In 1997, Vice Admiral Jack Shanahan, who also served several years as director, warned the Senate Foreign Relations Committee of “The Clinton Administration’s headlong rush to NATO expansion,” noting that, “We could well be on brink of reviving superpower confrontation …if we continue plans to bring Eastern European countries into NATO while excluding Russia.” A warning unheeded, and which has resulted in the current global crisis caused by Putin’s invasion of Ukraine. 

In the new millennium, with former nuclear missile launch control officer Dr. Bruce Blair at the helm, the center responded to 9-11 with massive growth and CDI offices opened in Brussels and Moscow, more documentary platforms allied with CNN and PBS through Azimuth Media, and the creation of international networks to discuss and debate issues in China and by Farsi-speaking peoples in southwest Asia.

CDI unfortunately dissolved in 2012, but was absorbed and kept alive by the Project on Government Oversight (POGO), where it remains today. In the last decade, POGO’s work by Winslow Wheeler, Mandy Smithberger and Dan Grazier has revealed a myriad of problems involving the development of the unreasonably expensive F-35 Joint Strike Fighter, among other bloated and ineffective weapons systems. 

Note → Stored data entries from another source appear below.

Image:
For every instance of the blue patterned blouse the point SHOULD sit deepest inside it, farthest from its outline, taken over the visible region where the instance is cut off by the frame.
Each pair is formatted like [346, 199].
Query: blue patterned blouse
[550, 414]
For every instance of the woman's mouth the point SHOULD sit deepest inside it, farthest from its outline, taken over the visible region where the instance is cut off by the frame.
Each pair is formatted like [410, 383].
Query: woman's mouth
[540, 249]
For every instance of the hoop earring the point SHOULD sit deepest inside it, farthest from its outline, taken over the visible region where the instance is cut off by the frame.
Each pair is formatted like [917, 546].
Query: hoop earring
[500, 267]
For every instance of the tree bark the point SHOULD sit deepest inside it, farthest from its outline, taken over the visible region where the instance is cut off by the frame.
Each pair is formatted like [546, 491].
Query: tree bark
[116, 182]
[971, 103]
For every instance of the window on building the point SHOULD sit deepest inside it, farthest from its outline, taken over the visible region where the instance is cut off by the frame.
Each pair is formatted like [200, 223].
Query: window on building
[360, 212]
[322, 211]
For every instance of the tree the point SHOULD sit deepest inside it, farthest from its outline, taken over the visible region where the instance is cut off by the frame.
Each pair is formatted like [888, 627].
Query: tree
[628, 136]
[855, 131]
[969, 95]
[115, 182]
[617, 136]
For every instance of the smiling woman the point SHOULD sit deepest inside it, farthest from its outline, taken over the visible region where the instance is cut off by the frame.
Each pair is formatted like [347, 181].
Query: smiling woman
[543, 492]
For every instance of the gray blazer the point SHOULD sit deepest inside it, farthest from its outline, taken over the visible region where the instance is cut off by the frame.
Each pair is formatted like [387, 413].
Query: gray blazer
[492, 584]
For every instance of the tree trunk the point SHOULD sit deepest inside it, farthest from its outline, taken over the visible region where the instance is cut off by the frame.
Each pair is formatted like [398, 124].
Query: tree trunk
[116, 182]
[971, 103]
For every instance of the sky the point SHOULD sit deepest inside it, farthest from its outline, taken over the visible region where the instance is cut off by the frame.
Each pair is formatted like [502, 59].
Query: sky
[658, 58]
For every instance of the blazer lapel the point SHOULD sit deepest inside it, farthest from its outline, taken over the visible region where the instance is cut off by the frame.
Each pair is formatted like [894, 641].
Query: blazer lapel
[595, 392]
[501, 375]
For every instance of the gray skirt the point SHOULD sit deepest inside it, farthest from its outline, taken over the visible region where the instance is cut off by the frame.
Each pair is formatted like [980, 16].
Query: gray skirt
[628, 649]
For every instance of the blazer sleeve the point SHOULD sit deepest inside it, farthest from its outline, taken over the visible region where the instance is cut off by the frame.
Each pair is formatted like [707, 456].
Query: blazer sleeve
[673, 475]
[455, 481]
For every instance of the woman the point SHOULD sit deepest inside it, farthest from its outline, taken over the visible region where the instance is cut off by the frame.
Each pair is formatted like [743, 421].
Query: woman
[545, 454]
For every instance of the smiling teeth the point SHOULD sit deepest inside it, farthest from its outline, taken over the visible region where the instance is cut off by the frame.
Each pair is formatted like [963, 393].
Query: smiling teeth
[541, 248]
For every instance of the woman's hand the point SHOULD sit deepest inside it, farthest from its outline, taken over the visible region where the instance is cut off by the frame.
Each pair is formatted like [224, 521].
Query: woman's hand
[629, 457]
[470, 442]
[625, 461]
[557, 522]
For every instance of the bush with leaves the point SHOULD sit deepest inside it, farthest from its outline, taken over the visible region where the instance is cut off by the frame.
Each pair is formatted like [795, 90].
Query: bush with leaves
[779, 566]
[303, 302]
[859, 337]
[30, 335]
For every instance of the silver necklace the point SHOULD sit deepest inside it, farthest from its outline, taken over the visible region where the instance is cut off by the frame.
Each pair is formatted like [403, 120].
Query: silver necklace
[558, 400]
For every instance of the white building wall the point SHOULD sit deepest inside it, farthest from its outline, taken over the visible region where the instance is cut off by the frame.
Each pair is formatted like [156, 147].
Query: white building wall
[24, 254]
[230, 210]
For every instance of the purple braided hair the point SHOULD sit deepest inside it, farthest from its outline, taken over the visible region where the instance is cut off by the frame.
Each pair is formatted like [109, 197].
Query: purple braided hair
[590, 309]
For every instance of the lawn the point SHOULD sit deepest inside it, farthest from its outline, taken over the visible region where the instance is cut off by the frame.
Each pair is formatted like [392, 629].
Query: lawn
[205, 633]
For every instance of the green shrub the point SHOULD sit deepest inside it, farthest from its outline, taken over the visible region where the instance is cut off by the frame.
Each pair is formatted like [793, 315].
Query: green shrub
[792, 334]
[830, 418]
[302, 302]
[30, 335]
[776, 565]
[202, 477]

But there is always more work to be done, as stated in a 2009 Defense Monitorby Wheeler: …the Pentagon’s comprehension of its own material resources is a deep dark void. It can’t track its own money, it cooks its own books to make them appear in balance, and then it makes new spending decisions based on the phony data…There are three decades of GAO and DOD Inspector General reports on this mess.

The spirit of CDI prevails, demanding that not only American policymakers but global leaders continue to make essential changes and reforms that Admiral La Rocque and the organization strived for during the last half century.